Instance Type | vCPUs | Memory | GPU | GPU Memory | Network Performance | Storage | Primary Use Case |
---|---|---|---|---|---|---|---|
t3.medium | 2 | 4 GB | None | - | Up to 5 Gbps | EBS-optimized | Initial deployment, basic LibreChat functionality |
g4dn.xlarge | 4 | 16 GB | 1x NVIDIA T4 | 16 GB | Up to 25 Gbps | 125 GB NVMe SSD | GPU-accelerated embeddings, small model inference |
g6.12xlarge | 48 | 192 GB | 4x NVIDIA L4 | 96 GB total (24 GB each) | 50 Gbps | 3.76 TB NVMe SSD | Large model inference, multi-user deployment |
Phase 1 - Basic Deployment (t3.medium): The t3.medium instance provides sufficient resources for initial LibreChat deployment, Docker container orchestration, and basic functionality testing. This burstable performance instance handles web interface serving, user authentication, and lightweight chat operations with cloud-based models. The 4 GB memory and 2 vCPUs accommodate MongoDB, Nginx, and LibreChat containers without GPU requirements.
Phase 2 - Local AI Integration (g4dn.xlarge): The g4dn.xlarge upgrade introduces GPU acceleration capabilities through a single NVIDIA T4 GPU with 16 GB VRAM. This configuration enables local Ollama model deployment for document embedding generation and small language model inference. The increased system memory (16 GB) and compute resources (4 vCPUs) support both containerized applications and GPU-accelerated AI workloads.
Phase 3 - Production Scale (g6.12xlarge): The g6.12xlarge instance provides enterprise-grade performance with four NVIDIA L4 Tensor Core GPUs and 96 GB total GPU memory. This configuration supports large language model inference, complex reasoning tasks, and multi-user environments serving 1-20 concurrent users. The substantial system resources (48 vCPUs, 192 GB RAM) enable simultaneous operation of multiple AI models and comprehensive document processing workflows.

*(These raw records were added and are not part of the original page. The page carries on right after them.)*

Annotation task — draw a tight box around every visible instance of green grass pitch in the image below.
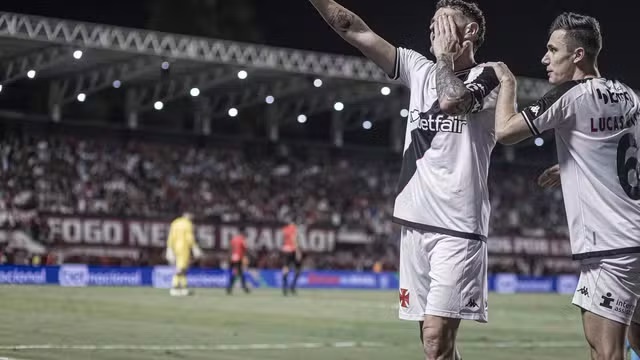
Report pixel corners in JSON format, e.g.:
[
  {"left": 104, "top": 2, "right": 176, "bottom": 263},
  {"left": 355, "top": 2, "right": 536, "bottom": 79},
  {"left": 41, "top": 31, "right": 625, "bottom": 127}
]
[{"left": 0, "top": 286, "right": 588, "bottom": 360}]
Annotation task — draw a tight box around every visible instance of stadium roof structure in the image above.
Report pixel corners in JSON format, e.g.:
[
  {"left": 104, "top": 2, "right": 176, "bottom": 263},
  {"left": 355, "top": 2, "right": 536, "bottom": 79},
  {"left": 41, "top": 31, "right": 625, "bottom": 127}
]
[{"left": 0, "top": 12, "right": 548, "bottom": 148}]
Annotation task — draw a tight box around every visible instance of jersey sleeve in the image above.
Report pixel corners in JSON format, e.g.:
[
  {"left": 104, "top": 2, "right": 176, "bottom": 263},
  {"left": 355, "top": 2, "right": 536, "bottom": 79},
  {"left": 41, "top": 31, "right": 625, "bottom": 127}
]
[
  {"left": 521, "top": 81, "right": 582, "bottom": 136},
  {"left": 167, "top": 223, "right": 176, "bottom": 250},
  {"left": 464, "top": 66, "right": 500, "bottom": 113},
  {"left": 391, "top": 48, "right": 434, "bottom": 87}
]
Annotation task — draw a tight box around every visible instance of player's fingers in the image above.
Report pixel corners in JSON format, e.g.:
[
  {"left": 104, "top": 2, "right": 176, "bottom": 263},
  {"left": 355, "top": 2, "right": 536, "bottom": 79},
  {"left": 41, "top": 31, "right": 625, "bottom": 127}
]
[
  {"left": 432, "top": 18, "right": 440, "bottom": 37},
  {"left": 438, "top": 16, "right": 447, "bottom": 36},
  {"left": 538, "top": 175, "right": 549, "bottom": 187},
  {"left": 447, "top": 15, "right": 458, "bottom": 38}
]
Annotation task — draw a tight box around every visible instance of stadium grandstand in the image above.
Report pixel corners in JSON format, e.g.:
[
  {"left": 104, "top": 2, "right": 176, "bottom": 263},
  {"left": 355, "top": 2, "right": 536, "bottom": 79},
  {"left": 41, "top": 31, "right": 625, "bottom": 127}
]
[
  {"left": 0, "top": 7, "right": 636, "bottom": 360},
  {"left": 0, "top": 13, "right": 570, "bottom": 273}
]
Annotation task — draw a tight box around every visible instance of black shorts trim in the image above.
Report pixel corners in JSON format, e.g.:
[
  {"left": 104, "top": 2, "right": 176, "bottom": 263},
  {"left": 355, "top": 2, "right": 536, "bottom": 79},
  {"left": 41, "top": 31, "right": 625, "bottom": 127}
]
[
  {"left": 392, "top": 216, "right": 487, "bottom": 242},
  {"left": 571, "top": 246, "right": 640, "bottom": 260},
  {"left": 281, "top": 251, "right": 302, "bottom": 266}
]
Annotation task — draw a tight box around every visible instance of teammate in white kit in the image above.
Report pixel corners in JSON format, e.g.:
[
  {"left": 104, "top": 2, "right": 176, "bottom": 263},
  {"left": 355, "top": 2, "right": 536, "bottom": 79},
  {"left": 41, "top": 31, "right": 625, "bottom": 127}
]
[
  {"left": 310, "top": 0, "right": 499, "bottom": 359},
  {"left": 484, "top": 13, "right": 640, "bottom": 360}
]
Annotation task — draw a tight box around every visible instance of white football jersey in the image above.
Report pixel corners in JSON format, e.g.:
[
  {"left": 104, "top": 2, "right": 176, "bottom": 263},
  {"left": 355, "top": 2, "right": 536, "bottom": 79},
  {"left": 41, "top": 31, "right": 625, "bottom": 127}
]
[
  {"left": 393, "top": 48, "right": 499, "bottom": 240},
  {"left": 522, "top": 78, "right": 640, "bottom": 260}
]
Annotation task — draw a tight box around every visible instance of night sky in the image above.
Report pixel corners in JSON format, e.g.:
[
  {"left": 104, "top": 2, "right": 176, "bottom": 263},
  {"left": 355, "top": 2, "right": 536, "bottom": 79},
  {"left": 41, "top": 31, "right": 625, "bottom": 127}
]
[{"left": 1, "top": 0, "right": 640, "bottom": 88}]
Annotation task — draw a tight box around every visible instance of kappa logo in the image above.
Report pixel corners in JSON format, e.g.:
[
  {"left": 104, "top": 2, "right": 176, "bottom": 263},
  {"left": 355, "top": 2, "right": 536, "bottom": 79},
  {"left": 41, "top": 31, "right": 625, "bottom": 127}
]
[
  {"left": 576, "top": 286, "right": 589, "bottom": 297},
  {"left": 465, "top": 299, "right": 478, "bottom": 308},
  {"left": 600, "top": 293, "right": 615, "bottom": 309},
  {"left": 400, "top": 288, "right": 409, "bottom": 308},
  {"left": 530, "top": 105, "right": 540, "bottom": 116}
]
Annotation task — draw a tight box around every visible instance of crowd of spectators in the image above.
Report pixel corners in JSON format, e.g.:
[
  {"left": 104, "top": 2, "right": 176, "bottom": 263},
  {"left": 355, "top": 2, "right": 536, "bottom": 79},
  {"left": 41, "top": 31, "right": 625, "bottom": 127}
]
[{"left": 0, "top": 131, "right": 566, "bottom": 270}]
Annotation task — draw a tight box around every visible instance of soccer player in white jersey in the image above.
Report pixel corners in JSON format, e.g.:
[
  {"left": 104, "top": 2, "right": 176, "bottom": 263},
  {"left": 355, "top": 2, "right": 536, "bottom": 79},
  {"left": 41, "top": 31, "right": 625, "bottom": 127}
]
[
  {"left": 310, "top": 0, "right": 499, "bottom": 359},
  {"left": 490, "top": 13, "right": 640, "bottom": 360}
]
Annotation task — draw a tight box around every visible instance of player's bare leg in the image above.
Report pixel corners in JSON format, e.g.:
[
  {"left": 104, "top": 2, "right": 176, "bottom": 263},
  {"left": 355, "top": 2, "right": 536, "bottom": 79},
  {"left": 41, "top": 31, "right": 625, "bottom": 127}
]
[
  {"left": 290, "top": 264, "right": 301, "bottom": 295},
  {"left": 420, "top": 315, "right": 462, "bottom": 360},
  {"left": 238, "top": 265, "right": 250, "bottom": 294},
  {"left": 227, "top": 265, "right": 236, "bottom": 295},
  {"left": 627, "top": 322, "right": 640, "bottom": 354},
  {"left": 282, "top": 265, "right": 289, "bottom": 296},
  {"left": 170, "top": 269, "right": 190, "bottom": 296},
  {"left": 582, "top": 310, "right": 627, "bottom": 360}
]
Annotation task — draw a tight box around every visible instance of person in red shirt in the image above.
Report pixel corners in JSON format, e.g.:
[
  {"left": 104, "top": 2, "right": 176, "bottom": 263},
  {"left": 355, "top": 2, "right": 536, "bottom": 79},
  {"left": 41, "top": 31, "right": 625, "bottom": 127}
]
[
  {"left": 227, "top": 228, "right": 249, "bottom": 295},
  {"left": 282, "top": 221, "right": 302, "bottom": 296}
]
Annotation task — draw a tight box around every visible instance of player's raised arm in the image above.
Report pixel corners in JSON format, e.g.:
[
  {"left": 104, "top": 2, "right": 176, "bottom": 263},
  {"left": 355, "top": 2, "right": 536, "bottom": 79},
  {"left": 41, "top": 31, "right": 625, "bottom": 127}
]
[{"left": 309, "top": 0, "right": 396, "bottom": 76}]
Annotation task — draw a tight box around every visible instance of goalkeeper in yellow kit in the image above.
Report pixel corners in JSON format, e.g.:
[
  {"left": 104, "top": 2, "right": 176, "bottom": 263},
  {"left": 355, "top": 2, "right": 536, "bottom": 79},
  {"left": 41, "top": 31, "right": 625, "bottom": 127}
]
[{"left": 166, "top": 212, "right": 202, "bottom": 296}]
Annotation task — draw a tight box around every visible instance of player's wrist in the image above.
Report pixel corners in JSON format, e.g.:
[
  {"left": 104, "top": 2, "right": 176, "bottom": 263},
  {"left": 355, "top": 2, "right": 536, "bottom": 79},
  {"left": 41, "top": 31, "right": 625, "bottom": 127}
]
[{"left": 436, "top": 52, "right": 455, "bottom": 70}]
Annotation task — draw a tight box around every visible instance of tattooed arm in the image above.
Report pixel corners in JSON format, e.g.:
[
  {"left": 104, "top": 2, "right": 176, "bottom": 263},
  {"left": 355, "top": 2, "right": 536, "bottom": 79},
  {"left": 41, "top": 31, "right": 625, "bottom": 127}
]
[
  {"left": 436, "top": 55, "right": 473, "bottom": 116},
  {"left": 309, "top": 0, "right": 396, "bottom": 76}
]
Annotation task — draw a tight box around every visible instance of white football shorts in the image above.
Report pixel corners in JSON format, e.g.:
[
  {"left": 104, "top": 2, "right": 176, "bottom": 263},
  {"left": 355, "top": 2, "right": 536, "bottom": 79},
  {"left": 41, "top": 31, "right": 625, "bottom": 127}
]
[
  {"left": 573, "top": 254, "right": 640, "bottom": 325},
  {"left": 399, "top": 226, "right": 489, "bottom": 322}
]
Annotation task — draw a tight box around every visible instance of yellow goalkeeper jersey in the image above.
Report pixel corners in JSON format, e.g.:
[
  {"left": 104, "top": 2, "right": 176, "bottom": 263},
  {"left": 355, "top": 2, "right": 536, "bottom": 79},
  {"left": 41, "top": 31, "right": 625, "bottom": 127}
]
[{"left": 167, "top": 217, "right": 195, "bottom": 257}]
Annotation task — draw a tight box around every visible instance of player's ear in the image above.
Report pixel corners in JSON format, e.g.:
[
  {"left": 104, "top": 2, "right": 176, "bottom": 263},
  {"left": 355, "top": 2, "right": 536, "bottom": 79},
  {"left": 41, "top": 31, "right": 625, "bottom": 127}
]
[
  {"left": 464, "top": 21, "right": 480, "bottom": 41},
  {"left": 573, "top": 47, "right": 585, "bottom": 64}
]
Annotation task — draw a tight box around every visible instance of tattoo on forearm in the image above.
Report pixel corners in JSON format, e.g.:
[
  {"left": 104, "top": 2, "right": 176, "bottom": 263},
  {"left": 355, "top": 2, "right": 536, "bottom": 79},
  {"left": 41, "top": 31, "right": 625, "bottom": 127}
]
[
  {"left": 327, "top": 4, "right": 364, "bottom": 32},
  {"left": 436, "top": 56, "right": 471, "bottom": 113}
]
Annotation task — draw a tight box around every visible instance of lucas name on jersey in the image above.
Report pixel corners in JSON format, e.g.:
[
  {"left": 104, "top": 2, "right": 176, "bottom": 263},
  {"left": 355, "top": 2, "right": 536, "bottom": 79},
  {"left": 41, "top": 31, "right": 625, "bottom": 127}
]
[
  {"left": 591, "top": 114, "right": 638, "bottom": 133},
  {"left": 410, "top": 110, "right": 467, "bottom": 134}
]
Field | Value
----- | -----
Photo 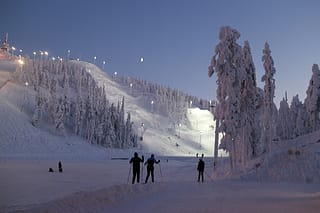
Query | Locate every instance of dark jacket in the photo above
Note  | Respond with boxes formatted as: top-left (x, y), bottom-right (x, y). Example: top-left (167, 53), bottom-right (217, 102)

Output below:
top-left (130, 155), bottom-right (144, 170)
top-left (144, 157), bottom-right (160, 169)
top-left (197, 159), bottom-right (204, 171)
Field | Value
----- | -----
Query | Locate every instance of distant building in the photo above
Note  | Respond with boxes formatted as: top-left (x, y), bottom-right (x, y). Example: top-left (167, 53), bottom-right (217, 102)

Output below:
top-left (0, 33), bottom-right (10, 60)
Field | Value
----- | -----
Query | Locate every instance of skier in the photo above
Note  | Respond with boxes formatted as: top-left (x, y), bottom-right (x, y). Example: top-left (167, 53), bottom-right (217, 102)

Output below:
top-left (197, 158), bottom-right (204, 182)
top-left (130, 152), bottom-right (144, 184)
top-left (58, 161), bottom-right (62, 172)
top-left (144, 154), bottom-right (160, 183)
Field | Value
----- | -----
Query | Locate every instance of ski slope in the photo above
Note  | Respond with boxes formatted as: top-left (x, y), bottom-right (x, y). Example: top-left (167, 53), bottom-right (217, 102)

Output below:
top-left (0, 61), bottom-right (320, 213)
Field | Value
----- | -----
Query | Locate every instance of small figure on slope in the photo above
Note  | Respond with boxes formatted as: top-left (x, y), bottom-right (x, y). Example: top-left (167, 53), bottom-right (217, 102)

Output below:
top-left (197, 156), bottom-right (204, 182)
top-left (128, 152), bottom-right (144, 184)
top-left (58, 161), bottom-right (62, 172)
top-left (144, 154), bottom-right (160, 183)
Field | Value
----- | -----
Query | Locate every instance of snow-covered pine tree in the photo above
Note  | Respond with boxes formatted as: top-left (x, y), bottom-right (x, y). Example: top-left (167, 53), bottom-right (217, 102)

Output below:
top-left (277, 97), bottom-right (294, 140)
top-left (290, 95), bottom-right (307, 138)
top-left (208, 26), bottom-right (245, 169)
top-left (240, 41), bottom-right (259, 161)
top-left (261, 42), bottom-right (276, 152)
top-left (304, 64), bottom-right (320, 131)
top-left (31, 88), bottom-right (43, 126)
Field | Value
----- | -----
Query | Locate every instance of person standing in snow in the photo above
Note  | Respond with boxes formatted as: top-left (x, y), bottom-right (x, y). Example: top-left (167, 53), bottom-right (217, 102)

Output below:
top-left (128, 152), bottom-right (144, 184)
top-left (197, 157), bottom-right (204, 182)
top-left (144, 154), bottom-right (160, 183)
top-left (58, 161), bottom-right (63, 172)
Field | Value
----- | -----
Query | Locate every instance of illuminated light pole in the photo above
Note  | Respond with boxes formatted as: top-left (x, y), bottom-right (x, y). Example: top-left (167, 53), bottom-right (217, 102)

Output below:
top-left (151, 101), bottom-right (154, 113)
top-left (44, 51), bottom-right (49, 59)
top-left (33, 51), bottom-right (37, 61)
top-left (130, 83), bottom-right (133, 94)
top-left (40, 51), bottom-right (44, 62)
top-left (18, 58), bottom-right (24, 72)
top-left (140, 123), bottom-right (144, 141)
top-left (67, 50), bottom-right (71, 61)
top-left (178, 123), bottom-right (181, 138)
top-left (11, 46), bottom-right (16, 56)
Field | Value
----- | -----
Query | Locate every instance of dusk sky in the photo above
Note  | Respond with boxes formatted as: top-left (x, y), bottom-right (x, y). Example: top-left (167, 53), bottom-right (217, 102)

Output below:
top-left (0, 0), bottom-right (320, 105)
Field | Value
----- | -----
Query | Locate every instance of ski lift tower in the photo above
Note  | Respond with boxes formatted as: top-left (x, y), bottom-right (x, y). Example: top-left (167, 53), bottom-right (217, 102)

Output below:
top-left (209, 101), bottom-right (219, 171)
top-left (1, 33), bottom-right (9, 52)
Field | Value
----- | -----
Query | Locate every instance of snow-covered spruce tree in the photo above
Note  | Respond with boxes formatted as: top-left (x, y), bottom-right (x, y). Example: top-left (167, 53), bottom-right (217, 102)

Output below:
top-left (261, 42), bottom-right (276, 152)
top-left (208, 26), bottom-right (245, 169)
top-left (31, 89), bottom-right (44, 126)
top-left (276, 98), bottom-right (294, 140)
top-left (290, 95), bottom-right (308, 138)
top-left (304, 64), bottom-right (320, 131)
top-left (240, 41), bottom-right (259, 160)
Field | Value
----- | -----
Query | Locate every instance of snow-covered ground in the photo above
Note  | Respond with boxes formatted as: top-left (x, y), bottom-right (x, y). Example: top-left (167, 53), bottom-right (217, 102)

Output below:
top-left (0, 59), bottom-right (320, 212)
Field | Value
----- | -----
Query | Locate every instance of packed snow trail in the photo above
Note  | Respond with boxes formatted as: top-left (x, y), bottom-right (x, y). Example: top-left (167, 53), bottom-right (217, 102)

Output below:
top-left (11, 181), bottom-right (320, 213)
top-left (0, 157), bottom-right (320, 213)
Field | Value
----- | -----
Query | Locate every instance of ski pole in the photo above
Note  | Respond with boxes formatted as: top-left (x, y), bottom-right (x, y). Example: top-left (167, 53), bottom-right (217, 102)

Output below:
top-left (140, 162), bottom-right (143, 180)
top-left (158, 163), bottom-right (162, 180)
top-left (127, 164), bottom-right (131, 184)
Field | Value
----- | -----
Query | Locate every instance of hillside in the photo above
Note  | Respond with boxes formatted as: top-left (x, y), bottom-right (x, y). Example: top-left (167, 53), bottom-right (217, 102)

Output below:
top-left (0, 58), bottom-right (219, 159)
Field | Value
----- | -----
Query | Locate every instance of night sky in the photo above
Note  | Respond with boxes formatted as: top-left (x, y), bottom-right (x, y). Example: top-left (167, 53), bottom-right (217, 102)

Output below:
top-left (0, 0), bottom-right (320, 105)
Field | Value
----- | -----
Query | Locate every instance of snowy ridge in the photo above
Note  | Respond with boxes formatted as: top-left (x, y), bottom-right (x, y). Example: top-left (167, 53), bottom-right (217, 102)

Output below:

Testing reveals distinct performance profiles across instance types. The t3.medium handles basic LibreChat operations but encounters limitations with local AI model deployment. The g4dn.xlarge enables practical local inference with models up to 8B parameters, though larger models require longer processing times. The g6.12xlarge configuration delivers production-ready performance for models up to 32B parameters with responsive inference times suitable for real-time applications.
The instance progression demonstrates scalable architecture design, allowing cost-effective development on smaller instances while providing clear upgrade paths for production deployment requirements.
Configuration | Models | External Dependencies | Primary Use Cases |
---|---|---|---|
Fully Local | Ollama only | None | Sensitive data, offline environments |
Hybrid | Bedrock + Ollama | AWS Bedrock API only | General use with document privacy |
- AWS account with Bedrock access (may require 1-2 days for activation)
- Terraform installed and configured
- AWS CLI configured with appropriate permissions
- SSH key pair for EC2 access
librechat-aws-deployment.org
- Complete executable deployment workflowterraform/
- AWS infrastructure automationconfigs/
- Docker Compose and nginx configuration templatesdiagrams/
- Architecture diagrams and documentation
MIT License - see LICENSE file.
Privacy-focused AI deployment with configurable data sovereignty levels.